- Kilogram Definition Weighed
ALBUQUERQUE, N.M., March 5, 2008 -- The kilogram is losing weight, and many in standard-measurement circles believe it should be redefined.
The kilogram is the unit of mass in the International System of Units (abbreviated as SI, from the French Le Système International d'Unités). It is now defined through an artefact known as the international prototype kept at the Bureau International des Poids et Mesures (International Bureau of Weights and Measures, or BIPM), a standards organization in Sèvres, a suburb of Paris. The International Prototype Kilogram (IPK) or “Le Grand K,” made in the 1880s, is a bar of platinum-iridium alloy kept in a vault there. (The SI is maintained by the terms of the Metre Convention, a treaty that gives authority to the General Conference on Weights and Measures, the International Committee for Weights and Measures and the BIPM.)
This international prototype, made of platinum-iridium, is kept at the BIPM under conditions specified by the first General Conference on Weights and Measures (Conférence Générale des Poids et Mesures, CGPM in 1889. (Photo courtesy International Bureau of Weights and Measures)
Of the seven units of measurement in the SI, the kilogram is the only base still defined by a physical object. In addition, copies of the kilogram have changed over time by either gaining or losing weight as compared to the standard kilogram.
International scientists, including some at Sandia National Laboratories, think the kilogram definition should be based on universal constants, as opposed to an artifact standard.
Hy Tran, a project leader at the Primary Standards Laboratory (PSL) at Sandia, a National Nuclear Security Administration laboratory in Albequerque, N.M., said, “The idea is to replace the single master kilogram with something based on physical constants, rather than an artifact that could be damaged accidentally.”
Tran said redefining the kilogram will have little impact on the Sandia Primary Standards Lab or its broader nuclear weapons complex. The lab develops and maintains primary standards traceable to national standards and calibrates and certifies customer reference standards. “It should not affect PSL or the complex if the international metrology community ensures that they fully consider the uncertainties, the necessary experimental apparatus to realize the kilogram, and implementation issues prior to agreeing to the redefinition,” Tran said.
Hy Tran examines a kilogram sample in a mass comparator at Sandia’s Primary Standards Laboratory. (Photo: Randy Montoya)
The purpose of redefining the kilogram is based on risk reduction, Tran said. “In the long term, the redefinition -- especially if performed correctly -- is beneficial because of risk reduction and because it may enable better measurements in the future."
By replacing Le Grand K with a unit based on physical constants, researchers at multiple laboratories and at national measurement institutes could establish traceability, he said. The kilogram will remain the kilogram; only its definition will change -- by 2011 at the earliest, he added.
“If and when the redefinition takes place, it will be done in such a fashion as to have minimal or no practical impact with other measured quantities,” Tran said. “In other words, if it is redefined so as to ensure better than 10 parts per billion agreement -- rather than 20 parts per billion agreement -- then we will see no major changes immediately.”

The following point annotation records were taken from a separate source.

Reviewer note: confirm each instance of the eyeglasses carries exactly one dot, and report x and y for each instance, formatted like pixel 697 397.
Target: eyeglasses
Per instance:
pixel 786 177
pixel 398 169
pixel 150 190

Based on the current formal definition of the kilogram (the mass of the 1 kilogram prototype) and experimental dissemination to standards labs, the uncertainty (95 percent confidence) in PSL’s kilogram is about 40 parts per billion, compared to the IPK, Sandia said in a statement.
One part per billion is about the ratio of the area of a square 3/32 inch on a side, with respect to the area of a regulation NFL football field (including the endzones, or 120 by 53-1/3 yards), Tran said.
Ben Casados, Sandia technologist, views kilogram samples in a mass comparator. (Photo: Randy Montoya)
The target originally proposed by the International Bureau of Weights and Measures was to use one of the alternative kilogram definitions -- such as the experimental measurement of force on the watt balance (or counting atoms on the silicon sphere) to derive the kilogram, matched to experimental measurements of the prototype kilogram to within 20 parts per billion.
Sandia physicist Harold Parks said the redefinition is inevitable once certain issues are resolved.
“The watt balance method of defining the kilogram makes the most sense for those of us in electrical metrology, and so far it is the most accurate,” he said. “But other proposals, such as those based on counting the number of atoms in a silicon crystal, are being considered.”
The watt balance method is based on an idea that compares electrical and mechanical power with a high degree of accuracy. Conflicts between the results of the watt balance and atom-counting experiments will also need to be ironed out, Parks said. “The NIST (National Institute of Standards and Technology) watt balance experiment has achieved the accuracy needed to redefine the kilogram, but the experiment will need to be confirmed by other groups in order for the results to be fully accepted."
In preparation for the change, PSL staff members are staying up to date in research in metrology and standards practices; staff also participate in standards activities to ensure a smooth transition, if necessary, Sandia said.